Axis Mutual Fund has announced the launch of Axis NIFTY Midcap 50 Index Fund. The scheme will be managed by Jinesh Gopani, Head – Equity. The fund will track the NIFTY Midcap 50 Index TRI. The new fund offer or NFO will open for subscription on 10 March, and close for subscription on 21 March. The minimum application amount is Rs 5,000 and in multiples of INR 1, thereafter. According to the press release, Axis NIFTY Midcap 50 Index Fund will follow a rule-based passive investing strategy. The fund house says that this low cost investing solution is ideal for investors looking for exposure to midcaps, while following a disciplined and systematic format of investing. Investors can look to invest through various systematic options like SIPs, STP’s to adopt a more disciple approach or invest via lumpsum. Axis NIFTY Midcap 50 Index Fund will invest in 50 most liquid midcap stocks, giving preference for stocks where F&O contracts are traded on NSE.

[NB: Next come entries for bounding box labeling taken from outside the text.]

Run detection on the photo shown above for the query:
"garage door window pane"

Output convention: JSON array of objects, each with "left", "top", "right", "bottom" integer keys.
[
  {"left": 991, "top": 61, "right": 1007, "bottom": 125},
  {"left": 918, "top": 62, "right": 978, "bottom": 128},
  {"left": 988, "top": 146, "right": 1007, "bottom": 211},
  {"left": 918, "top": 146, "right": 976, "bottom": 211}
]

HSBC Mutual Fund has launched HSBC CRISIL IBX 50:50 Gilt Plus SDL Apr 2028 Index Fund (HGSF), an open-ended Target Maturity Index Fund tracking CRISIL IBX 50:50 Gilt Plus SDL Index - April 2028. The fund house says that the scheme has relatively high interest rate risk and relatively low credit risk. According to the press release, HGSF with a mix of quality debt papers aims to provide better risk-adjusted performance and liquidity. The fund will be benchmarked against CRISIL IBX 50:50 Gilt Plus SDL Index - April 2028 and managed by Kapil Punjabi, SVP - Fund manager Fixed Income. The fund aims to focus on the six-year target maturity segment and gain from the current volatile outlook on long-term securities. The fund will invest in government securities forming part of the GSec portion of CRISIL IBX 50:50 Gilt Plus SDL Index – April 2028, State Development Loans securities forming part of the SDL portion CRISIL IBX 50:50 Gilt Plus SDL Index – April 2028. Apart from this, the scheme will also have an allocation to money market instruments including cash and cash equivalents (Treasury Bills, Government Securities with residual maturity of up to 1 year and Tri-Party Repos and any other like instrument as specified by the Reserve Bank of India from time to time).